Sampai pengurus partai Islam itu dikuburkan, ketua yang hebat dan flamboyan itu, tidak juga ikut menguburkannya. Bayangkan, itu pengurus partainya sendiri. Bagaimana pula dengan anggota-anggota partai, konstituen partai, apalagi simpatisan. Mati, matilah sendiri. Tahankan saja.
Suatu hari berikutnya, orang yang membela Islam ditahan karena menulis tentang PKI. Akhirya dia pun dikurung. Dengan senyap dia menanggung sendiri musibahnya. Tak ada ulama, kyai apalagi petinggi partai Islam yang menjenguknya. Tahankan sendiri. Mati sendiri dengan risiko perjuangan.
Suatu ketika yang lain, seorang Ibu yang terkenal membela aksi-aksi umat Islam, ditahan. Tuduhan dilemparkan kepadanya: UU ITE.
Aku mengajak orang-orang yang katanya aktivis Islam itu untuk segera gelar konprensi pers. Menekan pemerintah, jangan main-main dengan kekuasaan. Unjukkan solidaritas kepada ibu tersebut.

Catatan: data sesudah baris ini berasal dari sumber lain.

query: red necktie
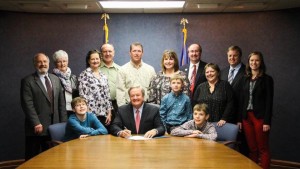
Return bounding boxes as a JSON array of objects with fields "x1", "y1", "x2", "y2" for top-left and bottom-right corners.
[
  {"x1": 45, "y1": 76, "x2": 54, "y2": 113},
  {"x1": 135, "y1": 109, "x2": 141, "y2": 134},
  {"x1": 190, "y1": 65, "x2": 197, "y2": 96},
  {"x1": 45, "y1": 76, "x2": 53, "y2": 102}
]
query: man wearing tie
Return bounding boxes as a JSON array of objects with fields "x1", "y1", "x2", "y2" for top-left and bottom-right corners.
[
  {"x1": 180, "y1": 44, "x2": 207, "y2": 100},
  {"x1": 110, "y1": 86, "x2": 165, "y2": 138},
  {"x1": 221, "y1": 46, "x2": 245, "y2": 122},
  {"x1": 20, "y1": 53, "x2": 67, "y2": 160},
  {"x1": 221, "y1": 46, "x2": 249, "y2": 156}
]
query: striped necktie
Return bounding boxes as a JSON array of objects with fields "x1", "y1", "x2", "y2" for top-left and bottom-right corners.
[
  {"x1": 135, "y1": 109, "x2": 141, "y2": 134},
  {"x1": 228, "y1": 69, "x2": 235, "y2": 84}
]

Apa kata mereka? Kita doakan saja, semoga ibu itu tabah menghadapi cobaan.
Tentu aku geram sekali dengan pernyataan yang bernada buang badan itu. Aku ajak konprensi pers. Bungkam. Ada yang menjawab, nanti kalau sudah terorganisir, baru melakukan hal semacam itu.
Luar biasa. Begitu rendahnya solidaritas. Inikah ukhuwah itu. Tidak ada ukhuwah. Tidak ada solidaritas. Non sense. Omong kosong.
Yang ada, hanya orang-orang yang berlomba menjadi populer di atas gelombang sejarah.
Ibarat kereta mau pergi ke Jogjakarta, orang-orang tampak sama-sama satu kereta. Tapi masing-masing punya agenda-agenda sendiri. Ada yang agendanya ke Cirebon, Purwokerto, Gombong dan Yogyakarta.
Kebetulan saja semua satu kereta. Di dalam kereta ada yang tidur, makan, main hape, lihat-lihat pemandangan, dan seterusnya. Tak ada perkenalan. Tak ada empati. Masing-masing saja. Sekedar berpapasan saja. Say hello saja.
Begitulah gambaran solidaritas umat Islam di Indonesia. Karena itulah aku males lihat umat Islam di Indonesia. Apalagi para politisi dan petinggi-petingginya.